Specialty sports-apparel retailer Genesco filed a lawsuit on March 7 against Visa seeking to recover nearly $13.3 million in fines that the credit-card company levied following a breach of the retailer’s systems that may have resulted in fraudulent transactions.
The civil case could be the most significant test to date of the Payment Card Industry’s Data Security Standards (PCI DSS), which forces merchants that handle credit-card data to follow certain security practices or face fines from the credit-card industry, said Torsten George, vice president for risk-management firm Agiliance. The lawsuit argues that Visa is not allowed to require other companies to pay penalties citing Visa’s own operating regulations and California law. The lawsuit also alleges that Genesco was never out of compliance with PCI DSS regulations, and so it should not have been fined.
“This is one of the first cases making it into the public where the merchant is saying, ‘I’m sick and tired of being put into a position where I basically have no choices and I’m sick and tired of being a slave of the system,'” he told eWEEK. “Merchants want to try to get more objective treatment from the credit-card companies.”
The lawsuit, first reported by Wired.com, is the first time a merchant has sued a credit-card company for fines levied under PCI DSS. The legal action stems from a 2010 compromise at Genesco, about which the company provided only limited details in the court document. The attackers installed a packet sniffer on the company’s network that siphoned off card data sent from Genesco to its banks.

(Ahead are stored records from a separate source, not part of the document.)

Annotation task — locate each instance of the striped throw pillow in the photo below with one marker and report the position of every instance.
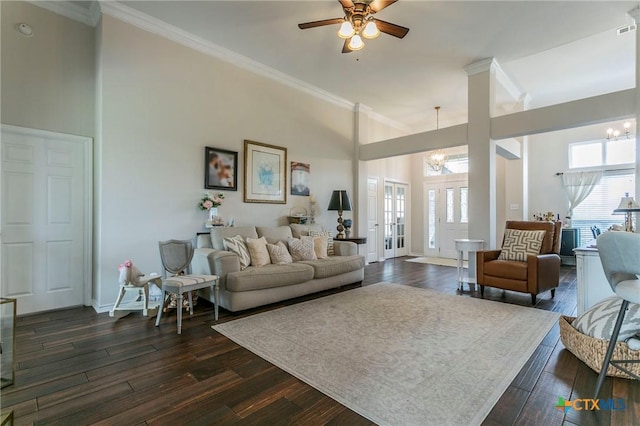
(279, 253)
(518, 244)
(239, 247)
(301, 249)
(329, 235)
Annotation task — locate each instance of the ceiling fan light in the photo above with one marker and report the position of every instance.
(346, 30)
(371, 30)
(356, 43)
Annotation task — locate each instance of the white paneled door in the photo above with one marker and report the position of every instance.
(46, 222)
(373, 222)
(395, 219)
(446, 217)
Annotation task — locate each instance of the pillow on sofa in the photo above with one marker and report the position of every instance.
(320, 244)
(302, 249)
(329, 235)
(518, 244)
(258, 251)
(279, 254)
(239, 247)
(598, 320)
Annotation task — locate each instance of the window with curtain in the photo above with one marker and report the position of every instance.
(597, 208)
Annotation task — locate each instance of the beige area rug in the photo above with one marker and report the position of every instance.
(400, 355)
(440, 261)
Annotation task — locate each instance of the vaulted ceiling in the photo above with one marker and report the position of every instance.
(553, 51)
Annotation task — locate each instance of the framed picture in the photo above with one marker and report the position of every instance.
(265, 173)
(220, 169)
(300, 176)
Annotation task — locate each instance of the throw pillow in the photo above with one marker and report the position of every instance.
(598, 321)
(258, 251)
(519, 244)
(320, 244)
(301, 249)
(329, 235)
(239, 247)
(279, 253)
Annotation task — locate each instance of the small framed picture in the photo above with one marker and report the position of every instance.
(265, 173)
(300, 176)
(220, 169)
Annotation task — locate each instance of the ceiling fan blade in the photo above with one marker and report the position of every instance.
(378, 5)
(391, 29)
(345, 47)
(322, 23)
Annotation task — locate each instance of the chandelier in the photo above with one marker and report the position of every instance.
(613, 134)
(438, 158)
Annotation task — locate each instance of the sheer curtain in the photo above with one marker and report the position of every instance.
(579, 185)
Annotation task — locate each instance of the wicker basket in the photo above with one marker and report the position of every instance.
(592, 351)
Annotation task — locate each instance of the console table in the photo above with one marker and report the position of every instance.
(592, 285)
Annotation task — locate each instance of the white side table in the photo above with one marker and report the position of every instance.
(470, 246)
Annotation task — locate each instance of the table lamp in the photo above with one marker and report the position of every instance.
(339, 202)
(627, 206)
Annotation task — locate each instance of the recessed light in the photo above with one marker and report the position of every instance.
(25, 29)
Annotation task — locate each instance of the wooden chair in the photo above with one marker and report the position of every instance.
(537, 274)
(176, 257)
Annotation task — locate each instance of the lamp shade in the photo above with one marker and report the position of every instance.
(339, 201)
(627, 204)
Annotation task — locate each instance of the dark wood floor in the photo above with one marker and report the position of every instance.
(78, 367)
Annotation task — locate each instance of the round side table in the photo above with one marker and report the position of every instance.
(470, 246)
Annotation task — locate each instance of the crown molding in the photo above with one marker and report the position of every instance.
(163, 29)
(73, 11)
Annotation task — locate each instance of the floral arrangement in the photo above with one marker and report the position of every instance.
(209, 201)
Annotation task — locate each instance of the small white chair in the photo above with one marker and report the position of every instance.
(176, 257)
(620, 256)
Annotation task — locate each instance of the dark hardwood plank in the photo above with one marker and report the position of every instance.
(78, 367)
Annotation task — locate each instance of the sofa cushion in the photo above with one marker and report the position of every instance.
(299, 230)
(320, 244)
(237, 246)
(301, 249)
(329, 235)
(219, 233)
(258, 251)
(506, 269)
(273, 234)
(519, 244)
(279, 253)
(269, 276)
(335, 265)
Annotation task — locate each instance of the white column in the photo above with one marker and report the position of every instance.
(482, 153)
(359, 196)
(635, 14)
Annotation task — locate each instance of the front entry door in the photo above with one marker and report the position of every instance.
(446, 216)
(46, 228)
(395, 219)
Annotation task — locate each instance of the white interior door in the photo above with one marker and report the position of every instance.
(446, 217)
(373, 224)
(396, 206)
(46, 195)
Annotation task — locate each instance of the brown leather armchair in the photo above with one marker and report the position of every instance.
(538, 274)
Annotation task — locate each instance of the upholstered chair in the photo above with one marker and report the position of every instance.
(620, 257)
(532, 273)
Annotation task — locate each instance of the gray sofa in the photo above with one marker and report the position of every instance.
(252, 287)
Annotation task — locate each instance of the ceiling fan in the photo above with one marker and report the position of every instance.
(359, 22)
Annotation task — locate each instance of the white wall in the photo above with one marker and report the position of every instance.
(47, 79)
(161, 103)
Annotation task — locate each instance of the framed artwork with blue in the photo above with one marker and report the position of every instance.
(265, 173)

The attackers apparently did not target the company’s stored card data.
While companies complain about the cost of complying with PCI DSS, the specifications do result in better security, especially if companies treat them as guidelines to be exceeded, rather than onerous tasks to check off. In a 2010 analysis, Verizon found the companies who suffered a breach were far less likely to have complied with PCI DSS. Yet, others have argued that the rules do not result in better security, because companies that should have been PCI-compliant but were not have still suffered notable breaches.
In June 2011, Visa fined both banks $5,000 in noncompliance fees, Genesco stated in its lawsuit. Both banks appealed the fines, but to date, Visa has not responded to the claims and continues to withhold the $10,000 penalty from both banks, according to the lawsuit.
Visa hit the company’s banks in January 2013 with two massive fees, which the banks passed on to the company, taking $12 million from its Wells Fargo account and $1.3 million from its Fifth Third Bank account. The fines consisted of an operating expense recovery assessment and a counterfeit fraud recover assessment, which were then—per the agreement between Genesco and its banks—passed on to the merchant.
“Visa’s imposition of the (fines) is a violation of Visa’s contract (with the banks), because at the time of the intrusion and all other relevant times, Genesco was in compliance with the PCI-DSS requirements,” the lawsuit stated. It added later, “Visa does not even pretend that the Non-Compliance Fines represent actual damages that Visa incurred by reason of the Acquiring Banks’ alleged failure to cause Genesco to maintain compliance with the PCI-DSS requirements.”
If the courts agree, credit-card companies would not be allowed to fine merchants except for actual, provable damages, which could severely limit the incentives to follow the PCI DSS security standards.
“If the courts reverse the fine, it would shake the PCI standard to its core,” George said. “If they say that you cannot enforce any penalties, then they will make PCI toothless.”
Neither Visa nor the PCI Security Standards Council had a statement on the lawsuit by publishing time.